Rep: Rossi Handayani/ Red: Ani Nursalikah
Sudah 4 Bulan tak ada Shalat Jumat di Masjid Besar Kashmir. Foto ilustrasi Muslimah Kashmir.
Foto: EPA-EFE/Farooq Khan
Sudah 4 Bulan tak ada Shalat Jumat di Masjid Besar Kashmir. Foto ilustrasi Muslimah Kashmir.

REPUBLIKA.CO.ID, SRINAGAR -- Masyarakat Muslim di Kashmir menghadapi tantangan dalam beribadah. Mereka kini tidak pernah lagi shalat Jumat di tempat ibadah umat Islam terbesar di Kashmir, Jama Masjid. Sudah 17 kali berturut-turut mereka tidak dapat melaksanakan kewajiban shalat Jumat.

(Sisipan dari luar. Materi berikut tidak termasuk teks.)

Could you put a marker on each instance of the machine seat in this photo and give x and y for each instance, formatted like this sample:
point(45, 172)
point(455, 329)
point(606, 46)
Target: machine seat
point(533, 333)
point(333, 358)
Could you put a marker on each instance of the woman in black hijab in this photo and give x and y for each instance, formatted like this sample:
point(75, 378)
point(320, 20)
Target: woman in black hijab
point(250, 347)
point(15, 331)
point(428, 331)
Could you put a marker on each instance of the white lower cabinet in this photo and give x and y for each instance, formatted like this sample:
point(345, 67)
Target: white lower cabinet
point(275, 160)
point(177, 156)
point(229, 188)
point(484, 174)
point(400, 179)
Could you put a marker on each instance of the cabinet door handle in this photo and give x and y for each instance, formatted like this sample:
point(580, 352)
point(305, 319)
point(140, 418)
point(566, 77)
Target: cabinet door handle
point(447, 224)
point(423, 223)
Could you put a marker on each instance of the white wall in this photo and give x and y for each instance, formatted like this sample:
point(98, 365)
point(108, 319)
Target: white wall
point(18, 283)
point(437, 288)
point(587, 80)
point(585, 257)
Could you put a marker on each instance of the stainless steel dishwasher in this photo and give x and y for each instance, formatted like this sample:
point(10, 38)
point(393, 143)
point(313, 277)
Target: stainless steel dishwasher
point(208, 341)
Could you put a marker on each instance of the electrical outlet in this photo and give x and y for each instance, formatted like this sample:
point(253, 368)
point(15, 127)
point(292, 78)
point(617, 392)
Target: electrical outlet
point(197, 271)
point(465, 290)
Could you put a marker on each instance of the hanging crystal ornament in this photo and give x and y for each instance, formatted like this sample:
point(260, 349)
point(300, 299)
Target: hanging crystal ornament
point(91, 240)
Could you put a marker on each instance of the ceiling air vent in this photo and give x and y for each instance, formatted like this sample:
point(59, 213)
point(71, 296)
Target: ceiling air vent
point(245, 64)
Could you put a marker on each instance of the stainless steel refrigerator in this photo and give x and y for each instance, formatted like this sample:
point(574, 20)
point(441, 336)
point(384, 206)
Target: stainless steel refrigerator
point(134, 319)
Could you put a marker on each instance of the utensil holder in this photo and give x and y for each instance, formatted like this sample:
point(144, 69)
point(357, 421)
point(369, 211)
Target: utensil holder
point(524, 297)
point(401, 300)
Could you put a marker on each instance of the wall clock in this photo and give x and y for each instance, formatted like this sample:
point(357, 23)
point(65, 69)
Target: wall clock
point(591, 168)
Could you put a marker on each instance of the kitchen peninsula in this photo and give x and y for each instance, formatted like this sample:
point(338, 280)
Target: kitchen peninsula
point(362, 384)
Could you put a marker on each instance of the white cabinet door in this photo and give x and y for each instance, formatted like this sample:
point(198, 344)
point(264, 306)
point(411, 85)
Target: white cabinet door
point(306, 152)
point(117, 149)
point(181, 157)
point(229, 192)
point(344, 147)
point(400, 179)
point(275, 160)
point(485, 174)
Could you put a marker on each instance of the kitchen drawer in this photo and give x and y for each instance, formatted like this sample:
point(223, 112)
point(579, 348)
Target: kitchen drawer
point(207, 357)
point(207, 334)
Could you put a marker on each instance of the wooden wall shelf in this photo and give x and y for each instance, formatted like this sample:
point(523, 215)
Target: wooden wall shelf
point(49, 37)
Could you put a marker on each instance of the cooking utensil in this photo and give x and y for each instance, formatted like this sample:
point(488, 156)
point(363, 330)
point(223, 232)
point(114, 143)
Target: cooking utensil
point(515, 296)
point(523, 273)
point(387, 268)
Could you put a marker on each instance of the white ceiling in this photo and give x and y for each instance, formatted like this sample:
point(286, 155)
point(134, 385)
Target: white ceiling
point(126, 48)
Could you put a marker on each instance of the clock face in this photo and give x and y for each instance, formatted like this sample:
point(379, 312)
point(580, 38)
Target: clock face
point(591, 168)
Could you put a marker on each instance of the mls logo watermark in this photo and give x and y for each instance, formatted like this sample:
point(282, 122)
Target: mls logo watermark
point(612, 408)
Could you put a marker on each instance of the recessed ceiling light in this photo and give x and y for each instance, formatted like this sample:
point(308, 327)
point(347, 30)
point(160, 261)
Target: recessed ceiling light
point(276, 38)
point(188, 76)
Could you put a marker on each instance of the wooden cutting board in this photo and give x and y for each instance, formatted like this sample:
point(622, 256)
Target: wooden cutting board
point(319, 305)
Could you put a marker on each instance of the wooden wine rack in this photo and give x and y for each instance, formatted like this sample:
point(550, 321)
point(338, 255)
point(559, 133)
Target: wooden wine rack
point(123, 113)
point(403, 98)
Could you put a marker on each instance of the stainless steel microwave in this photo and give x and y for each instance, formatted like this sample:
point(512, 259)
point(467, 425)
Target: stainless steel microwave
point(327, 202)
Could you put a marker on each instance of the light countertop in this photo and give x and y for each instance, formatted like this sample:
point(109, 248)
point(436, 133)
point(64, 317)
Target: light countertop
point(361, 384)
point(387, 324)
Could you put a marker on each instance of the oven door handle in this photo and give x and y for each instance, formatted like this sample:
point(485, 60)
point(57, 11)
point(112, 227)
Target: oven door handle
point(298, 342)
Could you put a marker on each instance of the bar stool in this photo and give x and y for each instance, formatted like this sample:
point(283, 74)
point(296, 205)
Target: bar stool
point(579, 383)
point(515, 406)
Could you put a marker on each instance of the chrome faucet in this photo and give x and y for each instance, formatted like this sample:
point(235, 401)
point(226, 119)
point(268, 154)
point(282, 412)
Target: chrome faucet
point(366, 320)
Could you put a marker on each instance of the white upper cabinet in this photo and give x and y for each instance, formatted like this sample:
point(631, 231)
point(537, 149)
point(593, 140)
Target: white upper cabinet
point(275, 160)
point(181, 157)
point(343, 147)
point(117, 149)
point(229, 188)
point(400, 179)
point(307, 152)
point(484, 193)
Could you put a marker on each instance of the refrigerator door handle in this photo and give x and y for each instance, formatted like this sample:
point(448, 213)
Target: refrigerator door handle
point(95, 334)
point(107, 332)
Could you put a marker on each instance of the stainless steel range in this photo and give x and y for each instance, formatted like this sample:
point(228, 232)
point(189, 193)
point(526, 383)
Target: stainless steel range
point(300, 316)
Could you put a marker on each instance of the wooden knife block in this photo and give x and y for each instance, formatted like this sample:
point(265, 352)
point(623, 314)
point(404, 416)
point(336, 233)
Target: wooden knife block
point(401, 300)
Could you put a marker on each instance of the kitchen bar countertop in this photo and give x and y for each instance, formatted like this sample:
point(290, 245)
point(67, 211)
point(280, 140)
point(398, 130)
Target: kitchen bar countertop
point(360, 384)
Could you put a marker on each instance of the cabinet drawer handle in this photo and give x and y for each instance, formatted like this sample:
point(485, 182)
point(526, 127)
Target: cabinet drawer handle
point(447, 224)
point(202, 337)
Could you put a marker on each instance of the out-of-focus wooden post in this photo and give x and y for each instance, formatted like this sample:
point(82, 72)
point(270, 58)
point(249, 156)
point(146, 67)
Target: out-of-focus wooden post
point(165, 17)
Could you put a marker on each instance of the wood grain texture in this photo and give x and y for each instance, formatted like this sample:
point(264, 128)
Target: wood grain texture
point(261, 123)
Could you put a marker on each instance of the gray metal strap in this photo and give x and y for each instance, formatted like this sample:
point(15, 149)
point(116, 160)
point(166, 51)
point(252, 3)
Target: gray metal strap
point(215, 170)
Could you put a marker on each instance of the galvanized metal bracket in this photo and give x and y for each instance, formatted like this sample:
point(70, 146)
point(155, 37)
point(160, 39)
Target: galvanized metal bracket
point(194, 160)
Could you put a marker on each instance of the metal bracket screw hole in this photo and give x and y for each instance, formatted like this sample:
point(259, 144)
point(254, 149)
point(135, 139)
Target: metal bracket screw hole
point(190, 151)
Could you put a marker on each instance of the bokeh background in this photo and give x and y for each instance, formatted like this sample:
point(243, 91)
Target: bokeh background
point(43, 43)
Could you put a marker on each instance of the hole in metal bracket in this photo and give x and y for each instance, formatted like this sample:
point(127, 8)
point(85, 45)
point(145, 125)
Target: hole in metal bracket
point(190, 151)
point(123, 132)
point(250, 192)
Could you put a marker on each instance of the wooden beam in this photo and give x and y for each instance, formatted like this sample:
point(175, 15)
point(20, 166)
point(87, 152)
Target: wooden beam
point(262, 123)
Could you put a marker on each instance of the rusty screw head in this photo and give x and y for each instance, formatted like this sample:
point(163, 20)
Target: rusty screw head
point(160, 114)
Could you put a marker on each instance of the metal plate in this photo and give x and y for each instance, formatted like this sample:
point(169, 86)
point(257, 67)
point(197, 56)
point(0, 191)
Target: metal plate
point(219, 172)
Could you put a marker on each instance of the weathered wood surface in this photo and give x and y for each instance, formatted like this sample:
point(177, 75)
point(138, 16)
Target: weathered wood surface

Syed Ahmad Syed Naqashbandi telah memimpin shalat di Masjid Jama sejak 1963. Dikenal sebagai Imam-e-Hai di wilayah itu, Naqashbandi mengatakan, blokade turut mempengaruhi keberadaan Muslim.

Baca Juga

Sejak 5 Agustus, imam berusia 80 tahun itu dipaksa shalat di sebuah masjid sejauh lima kilometer dari Masjid Jama. "Kebahagiaan shalat di Masjid Jama sulit dirasakan di tempat lain. Saya rindu berada di sana," kata dia, dilansir di Aljazirah, Selasa (10/12).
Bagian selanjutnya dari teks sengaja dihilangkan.